DVDInfo

Often the menus on DVDs are slow, and are getting in your way more often than not. If you are the fortunate owner of a DVD player that can display MPEG4, you can quickly select a movie, put multiple movies on a single disc, and also position subtitles completely underneath the movie.

For ripping, we reccommend using Mencoder. It is a fast, high-quality DVD ripper that works on many platforms. The only downside is that you have to know the right audio and subtitle IDs and the correct title number. This is where DVDInfo comes into play.

DVDInfo will find the longest track, and display audio and subtitle track information. This information can then be used to set the correct Mencoder options.

Usage

First, make sure you have Mencoder, and Python 2.4. Then, run dvdinfo:

user@host$ dvdinfo.py ================================================== dvdinfo.py version 1.1 Sybren Stüvel <sybren@stuvel.eu> http://stuvel.eu/dvdinfo ================================================== Using default device: /dev/dvd Done reading. Longest title: 1 Chapters: 19 Audio tracks: aid=128 lang=en fmt=ac3 (5.1) aid=137 lang=en fmt=dts (5.1) aid=130 lang=pt fmt=ac3 (5.1) Subtitles: sid= 0 lang=en sid= 1 lang=en sid= 2 lang=pt sid= 3 lang=nl sid= 4 lang=en sid= 5 lang=pt

Using mencoder

As an added bonus, here is a method to use mencoder with the to convert a DVD movie to an MPEG4 file, using the information you found by running dvdinfo.py.

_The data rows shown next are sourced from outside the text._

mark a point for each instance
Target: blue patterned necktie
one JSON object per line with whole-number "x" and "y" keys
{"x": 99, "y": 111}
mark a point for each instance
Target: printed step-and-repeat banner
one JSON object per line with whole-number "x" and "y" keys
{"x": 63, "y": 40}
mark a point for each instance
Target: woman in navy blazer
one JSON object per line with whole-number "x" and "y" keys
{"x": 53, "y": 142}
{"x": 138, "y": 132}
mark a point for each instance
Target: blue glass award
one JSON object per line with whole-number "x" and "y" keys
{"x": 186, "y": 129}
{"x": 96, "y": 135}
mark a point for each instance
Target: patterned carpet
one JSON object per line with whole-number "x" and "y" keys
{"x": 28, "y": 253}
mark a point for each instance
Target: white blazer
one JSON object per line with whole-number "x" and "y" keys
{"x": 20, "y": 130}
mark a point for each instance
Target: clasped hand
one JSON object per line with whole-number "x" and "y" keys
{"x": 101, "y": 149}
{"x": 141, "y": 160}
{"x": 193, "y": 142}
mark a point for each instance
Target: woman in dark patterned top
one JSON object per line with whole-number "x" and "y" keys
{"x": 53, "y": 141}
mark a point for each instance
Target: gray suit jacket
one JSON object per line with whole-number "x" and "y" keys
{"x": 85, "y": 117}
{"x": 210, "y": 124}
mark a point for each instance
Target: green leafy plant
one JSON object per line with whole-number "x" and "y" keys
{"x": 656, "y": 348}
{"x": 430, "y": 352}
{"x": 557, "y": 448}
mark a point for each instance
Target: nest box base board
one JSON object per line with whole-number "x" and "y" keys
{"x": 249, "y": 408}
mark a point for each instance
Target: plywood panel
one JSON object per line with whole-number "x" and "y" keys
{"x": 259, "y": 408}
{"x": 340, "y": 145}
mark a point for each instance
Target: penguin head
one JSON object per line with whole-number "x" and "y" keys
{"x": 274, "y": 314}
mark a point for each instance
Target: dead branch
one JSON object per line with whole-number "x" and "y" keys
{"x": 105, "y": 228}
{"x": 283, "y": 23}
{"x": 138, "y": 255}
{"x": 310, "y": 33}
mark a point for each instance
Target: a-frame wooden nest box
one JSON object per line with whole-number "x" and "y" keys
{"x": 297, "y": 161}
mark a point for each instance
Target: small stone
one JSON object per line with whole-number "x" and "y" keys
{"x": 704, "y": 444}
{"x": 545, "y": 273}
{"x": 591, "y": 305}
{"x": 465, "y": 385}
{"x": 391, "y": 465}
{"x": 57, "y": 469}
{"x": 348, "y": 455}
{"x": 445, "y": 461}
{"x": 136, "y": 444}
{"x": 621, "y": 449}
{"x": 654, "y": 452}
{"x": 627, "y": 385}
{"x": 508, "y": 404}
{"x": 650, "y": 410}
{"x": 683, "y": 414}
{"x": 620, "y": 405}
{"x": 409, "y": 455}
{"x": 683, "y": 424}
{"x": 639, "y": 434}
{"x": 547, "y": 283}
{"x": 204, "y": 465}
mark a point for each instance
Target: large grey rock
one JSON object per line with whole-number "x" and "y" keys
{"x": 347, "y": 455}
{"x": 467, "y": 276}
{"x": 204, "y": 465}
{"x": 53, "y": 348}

mencoder dvd://title \ -aid aid \ -sid sid \ -o output.avi \ -ovc lavc \ -oac copy \ -lavcopts \ vcodec=mpeg4:mbd=1:vqmax=10:lmax=10:keyint=130:pass \ -vf scale=720:405,expand=720:576:0:25:1 \ -ffourcc divx \ -spuaa 4 \ -channels 6

Replace title, aid and sid with the values you found by running dvdinfo.py. They represent the title number, the audio track number, and the subtitle track number.

You will have to run the above command twice, with different values for pass. This will enable two-pass encoding, which results in a higher quality and smaller file.

PassValue for pass
Firstvpass=1:turbo
Secondvpass=2

This will result in a movie of around 1 gigabyte, fitting four movies on a single-layer DVD-R or eight - maybe nine - movies on a dual-layer DVD-R.

Disclaimer

Stüvel IT does not want to promote illegal copying movies. DVDs are getting cheaper and cheaper, and if we all only buy DVDs from the discount selection, we'll drive the prices down even further - legally.

This guide is intended to use the advantages of MPEG4 in an easy way, by compressing your legally obtained DVDs. Of course, movies in MPEG4 also don't have those annoyingly unskippable clips or hideously slow DVD menus.